Pour un réseau sans médias
Des clics et des claques

Pour un réseau sans médias

Les médias sautent immédiatement sur tout nouveau réseau populaire. Mais est-ce une bonne stratégie?

Dans les dernières semaines, les gestionnaires de communauté s’étaient un peu révoltés par le fait que Facebook avait intentionnellement amoindri la présence des pages d’entreprises aux yeux de leurs abonnés. Ceci dans le but de faire payer ces mêmes entreprises pour leur visibilité. Mais n’est-ce pas une initiative appropriée de la part du réseau de Zuckerberg?

Personne ne demanderait à une tabagie ou un centre d’achats de distribuer des magazines ou des livres gratuitement.
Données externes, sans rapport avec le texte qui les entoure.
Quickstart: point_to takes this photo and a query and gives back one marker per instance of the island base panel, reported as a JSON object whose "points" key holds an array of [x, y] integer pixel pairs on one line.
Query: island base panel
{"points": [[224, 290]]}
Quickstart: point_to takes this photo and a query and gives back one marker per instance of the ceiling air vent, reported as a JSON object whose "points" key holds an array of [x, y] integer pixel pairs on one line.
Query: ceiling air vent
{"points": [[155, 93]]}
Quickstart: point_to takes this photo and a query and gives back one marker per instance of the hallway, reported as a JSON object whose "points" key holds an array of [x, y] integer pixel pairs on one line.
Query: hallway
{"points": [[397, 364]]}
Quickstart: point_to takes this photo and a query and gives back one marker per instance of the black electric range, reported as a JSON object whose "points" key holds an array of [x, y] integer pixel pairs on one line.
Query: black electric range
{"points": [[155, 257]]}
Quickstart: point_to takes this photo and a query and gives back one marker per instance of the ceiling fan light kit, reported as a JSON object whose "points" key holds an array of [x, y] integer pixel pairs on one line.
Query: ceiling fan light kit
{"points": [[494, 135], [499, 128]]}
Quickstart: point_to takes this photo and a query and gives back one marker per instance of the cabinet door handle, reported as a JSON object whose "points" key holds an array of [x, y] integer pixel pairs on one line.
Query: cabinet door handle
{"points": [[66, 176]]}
Pourtant, on voudrait utiliser cette plateforme gratuite pour une présence expressément vouée à un profit, duquel Facebook serait privé? Si Facebook devient le nouveau centre d’achats du web, il est normal que les entreprises qui veulent y faire commerce doivent payer un loyer.

Et ce ralentissement de la présence sur ce réseau devrait mener à une remise en question des médias et de certaines entreprises, à savoir si leur présence effrénée sur le web est une stratégie bénéfique, à la fois pour le média et pour l’utilisateur à qui l’on impose, sur chaque nouvelle plateforme, une présence corporative remarquable.

Le problème avec les médias, désormais traditionnels ou non, est que la tentative d’une présence remarquée sur tous les réseaux ne relève plus d’une attitude branchée et allumée. Plutôt, cela dépeint une sorte de désespoir agressant similaire à la personne qui s’invite à un party dans lequel tout le monde est trop poli pour indiquer au personnage maladroit qu’il n’est pas le bienvenu, bien qu’on ne lui soit pas carrément hostile.

L’enthousiasme démesuré pour les nouveaux réseaux illustre-t-il une sorte d’absence de calcul mesuré, le fruit d’une panique générale au sein des entreprises médiatiques? Le nouveau consensus est-il que, puisque les médias allaient mourir s’ils n’adoptaient pas Facebook et Twitter, ils mourront s’ils n’adoptent pas rapidement Instagram, Vine, Pinterest et Snapchat, pour n’en nommer que quelques-uns? Pour certains partenariats, c’est tout à fait naturel: la présence de NBC sur YouTube bénéficie autant au site web de vidéos qu’au succès viral de Jimmy Fallon. Mais pour les rares partenariats naturels, issus d’une demande bien réelle (le contenu serait simplement volé s’il n’était pas mis en ligne par les diffuseurs officiels), il y a de nombreux cas où il ne s’agit que de pur parasitisme. 

Dans cette attitude désespérée, il semble y avoir une absence de souci pour la nature spécifique du réseau. Quand on se trouve dans un café, on accepte qu’il y ait de la musique qui joue en sourdine, invasion subtile et convenue de l’industrie musicale. La télévision peut y être présente aussi, comme les magazines généralistes chez le dentiste ou dans une salle d’attente. Certains publicitaires vont probablement se trouver bien brillants de promouvoir des extraits d’un nouveau roman dans un club où les gens ne s’y attendent pas, ou bien de dépasser les limites convenues des affiches publicitaires dans le métro ou sur la route, mais en réalité, pour l’usager, il s’agit d’une invasion qui frôle l’agression.

Pourquoi les médias ne se gardent-ils pas une petite gêne? Pourquoi sont-ils incapables d’imaginer que l’utilisateur puisse vouloir se rendre chez eux sans que ceux-ci ne rappellent constamment leur adresse sur toutes les plateformes où il est possible de s’exprimer? Ce qui fait la popularité d’un réseau, c’est sa capacité à rejoindre des utilisateurs intéressés par une expérience similaire. Or, le seul intérêt visible des entreprises et des médias, c’est de vendre le produit ou d’amener l’utilisateur vers son site pour la survie via le clic. C’en devient tellement évident que c’est probablement rébarbatif pour nombre d’utilisateurs. Une stratégie multi-plateforme finit souvent par ressembler à du bon vieux spam.

Avant d’envahir le nouveau réseau capable de franchir le cap d’une masse critique imposante et possiblement rentable, une entreprise devrait se demander si c’est tout à fait nécessaire. Ou si elle ne peut pas, pour une rare fois, laisser les gens réseauter en paix. Elle n’en mourra pas nécessairement.